Indications
Latanoprost is prescribed to lower elevated intraocular pressure in individuals diagnosed with open-angle glaucoma or ocular hypertension. It can be utilized as a standalone treatment or in a combination therapy with either netarsudil or timolol. In Canada, latanoprost is also indicated for treating elevated intraocular pressure resulting from angle-closure glaucoma, provided that a peripheral iridotomy or laser iridoplasty has been performed.
Pharmacodynamics
Latanoprost functions by effectively reducing intraocular pressure through the enhancement of uveoscleral outflow. The decrease in pressure can be observed within 3 to 4 hours following administration, reaching its peak reduction between 8 and 12 hours, and remaining effective for up to 24 hours. It should be noted that between 3% to 10% of patients may experience changes in iris pigmentation after approximately 3 to 4 months of use. This risk should be communicated to patients prior to starting treatment.

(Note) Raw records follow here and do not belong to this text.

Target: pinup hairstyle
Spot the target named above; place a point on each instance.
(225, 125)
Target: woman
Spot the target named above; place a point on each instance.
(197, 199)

Other ocular effects reported include occasional conjunctival hyperemia, changes in periocular tissue pigmentation, changes to eyelashes, and mild ocular irritation.
Absorption
Latanoprost is swiftly absorbed in the cornea as an isopropyl ester prodrug, which is then activated through hydrolysis. A minor fraction of the drug is absorbed systemically. The maximum concentration (Cmax) of latanoprost in systemic circulation occurs within 5 minutes and is approximately 53 pg/mL. In the aqueous humor, Cmax is reached within 2 hours after administration, measured to be between 15 and 30 ng/mL.
Metabolism
Following corneal absorption, latanoprost is hydrolyzed by esterases into its pharmacologically active form. The small proportion that enters circulation undergoes hepatic metabolism, resulting in the formation of the metabolites 1,2-dinor and 1,2,3,4-tetranor through fatty acid beta-oxidation.
Mechanism of Action
Latanoprost functions by selectively stimulating the prostaglandin F2 alpha receptor, effectively reducing intraocular pressure (IOP) through enhanced outflow of aqueous humor. This mechanism is critical in managing elevated intraocular pressure, which is a significant risk factor for glaucomatous damage to the optic nerve and subsequent visual field loss. The drug may facilitate increased outflow of aqueous humor by promoting the remodeling of the extracellular matrix and regulating matrix metalloproteinases. These processes potentially increase tissue permeability along the humor outflow pathways, thereby altering outflow resistance and rates.